L’écriture de l’icône a commencé en Juin 2006 et s’est terminée en Octobre 2007. En tout dix huit mois avec des temps très importants de travail-prières mais aussi avec de longs moments sans la moindre écriture. Combien d’heures de travail, un certain nombre, vous dira l’iconographe, la prière ne se compte pas en temps.
Actuellement peu d’icônes, de cette taille sont écrites, sauf celle pour une iconostase d’une église. Il y a des monastères Orthodoxes ou même des églises en France où l’on peint encore de très grandes fresques comme le monastère St Antoine le Grand dans le Vercors ou une église en Corse.

– La planche dégrossie : ponçage de l’envers, des côtés des arêtes.
– La cuvette creusée au ciseau à bois (si exécution en cuvette)
– La surface griffée pour une bonne adhérence des enduits.
– Encollage avec de la colle de peaux, à chaud attendre 6 à 12 heures.
– La toile : marouflage à chaud attendre 6 à 12 heures.

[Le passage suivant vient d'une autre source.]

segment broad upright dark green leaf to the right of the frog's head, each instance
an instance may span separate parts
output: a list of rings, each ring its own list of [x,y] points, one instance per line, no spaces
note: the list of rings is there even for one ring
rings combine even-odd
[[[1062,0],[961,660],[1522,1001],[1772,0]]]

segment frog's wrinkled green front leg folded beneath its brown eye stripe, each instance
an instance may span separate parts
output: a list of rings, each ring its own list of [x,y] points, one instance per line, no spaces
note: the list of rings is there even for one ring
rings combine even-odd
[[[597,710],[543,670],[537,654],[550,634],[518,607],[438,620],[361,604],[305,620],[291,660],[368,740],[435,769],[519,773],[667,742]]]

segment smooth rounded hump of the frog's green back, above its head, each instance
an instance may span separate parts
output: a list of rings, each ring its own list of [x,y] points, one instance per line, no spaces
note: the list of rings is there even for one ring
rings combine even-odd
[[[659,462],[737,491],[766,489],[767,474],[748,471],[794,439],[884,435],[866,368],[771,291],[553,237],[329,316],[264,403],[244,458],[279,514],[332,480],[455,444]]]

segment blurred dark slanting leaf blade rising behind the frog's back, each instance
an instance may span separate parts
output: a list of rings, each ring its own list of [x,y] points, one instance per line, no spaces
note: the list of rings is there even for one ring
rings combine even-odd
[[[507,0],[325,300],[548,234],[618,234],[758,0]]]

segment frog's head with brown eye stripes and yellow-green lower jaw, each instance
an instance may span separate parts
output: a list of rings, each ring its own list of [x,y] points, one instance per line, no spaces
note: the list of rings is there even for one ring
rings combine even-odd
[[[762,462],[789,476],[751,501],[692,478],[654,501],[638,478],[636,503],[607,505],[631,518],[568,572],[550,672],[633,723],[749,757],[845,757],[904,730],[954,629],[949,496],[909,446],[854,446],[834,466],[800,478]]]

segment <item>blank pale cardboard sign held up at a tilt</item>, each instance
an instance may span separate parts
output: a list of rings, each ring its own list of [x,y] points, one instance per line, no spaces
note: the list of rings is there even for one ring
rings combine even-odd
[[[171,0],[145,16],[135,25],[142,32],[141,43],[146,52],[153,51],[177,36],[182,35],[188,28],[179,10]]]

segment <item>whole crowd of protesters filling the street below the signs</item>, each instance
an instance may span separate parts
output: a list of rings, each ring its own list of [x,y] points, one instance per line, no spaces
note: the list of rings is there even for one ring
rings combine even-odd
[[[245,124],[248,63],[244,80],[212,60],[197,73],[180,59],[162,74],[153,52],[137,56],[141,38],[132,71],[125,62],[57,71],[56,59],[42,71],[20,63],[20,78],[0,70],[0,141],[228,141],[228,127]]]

– Enduction à la levka chaude (12 à 15 couches séparées par 6 à 12 heures) ponçage sommaire entre chaque couche.
– Ponçage et surfaçage de la dernière couche.
– Dessin ou report du dessin original par le calque et gravure à la pointe sèche

L’iconographe commence toujours par poser les fonds d’or. Car Dieu dit : « Que la lumière soit, et la lumière fut » (Genèse. 1.3). L’OR a été choisi pour symboliser cette lumière incréée, parce que l’or est une matière qui ne se détériore pas, ne rouille pas, reste toujours lumineuse (l’or est lumière). Il a été choisi aussi par rapport au soleil, car il est la lumière créée, qui donne la vie à toute la terre , la lumière incréée donne la vie à toute créature.
Ainsi l’Icône transcende le temps et l’espace en plaçant tous les mystères dans la lumière (dans l’or) : en plaçant tout en Dieu. L’icône nous aide à prendre conscience de  » l’Éternel présent « . En plaçant le mystère en Dieu, l’Icône rend le Mystère  » présent  » à notre propre existence. – Dieu est présent à chacun, quelle que soit sa mentalité, sa culture, son degré de compréhension, etc.…
L’iconographie est une prière, c’est le long apprentissage de la prière concrète, silencieuse, non pas par un ressenti (intellectuel) mais par une relation directe avec la personne que l’iconographe est en train d’écrire. C’est à ce niveau là que la prière devient vivante, réelle, elle est constitutive de soi, elle devient prière intérieure. Le plus difficile pour l’iconographe est de laisser la place au Saint et non à soi. C’est en cela que l’iconographie est une école d’humilité.